Kale is somewhat of a nutritional powerhouse. It’s a leafy green vegetable in the Brassica family, which includes Brussels sprouts and cabbage. The main three types of kale are curly, dinosaur (Lacinato), and ornamental. Kale is loaded with vitamins K and A and is a good source of vitamin C. One reason you should make kale a regular part of your diet is that its risk-lowering benefits for cancer have recently been extended to at least five different types of cancer: bladder, breast, colon, ovary, and prostate.

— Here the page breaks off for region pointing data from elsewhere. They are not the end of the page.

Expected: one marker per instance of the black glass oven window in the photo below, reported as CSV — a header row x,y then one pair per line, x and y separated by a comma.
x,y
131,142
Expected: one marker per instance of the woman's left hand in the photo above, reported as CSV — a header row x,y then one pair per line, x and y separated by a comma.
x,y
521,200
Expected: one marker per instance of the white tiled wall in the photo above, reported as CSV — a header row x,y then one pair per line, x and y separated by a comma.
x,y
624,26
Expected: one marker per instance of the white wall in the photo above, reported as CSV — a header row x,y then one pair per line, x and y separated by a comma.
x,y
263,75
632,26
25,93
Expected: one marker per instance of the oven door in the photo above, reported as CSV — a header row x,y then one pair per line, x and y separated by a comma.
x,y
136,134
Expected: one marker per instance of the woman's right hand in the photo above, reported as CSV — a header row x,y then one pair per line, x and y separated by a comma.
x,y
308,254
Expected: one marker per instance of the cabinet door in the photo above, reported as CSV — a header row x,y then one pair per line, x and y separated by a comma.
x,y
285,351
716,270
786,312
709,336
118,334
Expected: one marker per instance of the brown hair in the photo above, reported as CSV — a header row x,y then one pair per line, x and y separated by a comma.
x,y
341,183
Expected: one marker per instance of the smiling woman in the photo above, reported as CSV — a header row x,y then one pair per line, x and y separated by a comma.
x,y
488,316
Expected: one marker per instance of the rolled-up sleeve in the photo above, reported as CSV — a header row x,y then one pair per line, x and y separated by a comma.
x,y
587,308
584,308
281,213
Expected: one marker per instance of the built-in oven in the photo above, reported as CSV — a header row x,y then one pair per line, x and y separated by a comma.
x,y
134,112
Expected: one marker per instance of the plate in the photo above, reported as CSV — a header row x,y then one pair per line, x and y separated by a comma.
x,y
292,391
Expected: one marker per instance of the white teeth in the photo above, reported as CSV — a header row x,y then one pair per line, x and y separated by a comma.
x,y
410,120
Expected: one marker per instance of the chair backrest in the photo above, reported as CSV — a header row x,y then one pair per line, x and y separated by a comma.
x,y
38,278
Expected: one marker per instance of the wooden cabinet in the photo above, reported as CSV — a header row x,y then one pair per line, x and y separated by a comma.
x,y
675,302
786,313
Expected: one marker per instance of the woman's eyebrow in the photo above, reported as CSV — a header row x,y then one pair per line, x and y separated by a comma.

You can use kale in dips, soups, stir-fries, and even as snacks, such as in this recipe.
Crunchy Kale Chips
6 cups kale, ribs removed and torn into bite-size pieces
1 tablespoon extra-virgin olive oil or coconut oil
1/2 teaspoon garlic powder
1/2 teaspoon salt
Preheat oven to 400 degrees. Lightly oil an 11 x 17-inch baking sheet. Place kale in a large bowl, and add olive oil, garlic powder, and salt. Use your hands to incorporate into leaves so that they are well coated. Spread leaves on baking sheet. Bake 12-15 minutes or until crispy.
- You can also cook these chips in a dehydrator for 2-3 hours at 135 degrees (or until crispy).
- Use 1/2 teaspoon Taco Seasoning or chili powder instead of garlic powder; omit salt.
- Store unused portions in an air-tight container. To reheat, place in a 400-degree oven for about 5 minutes to make crispy.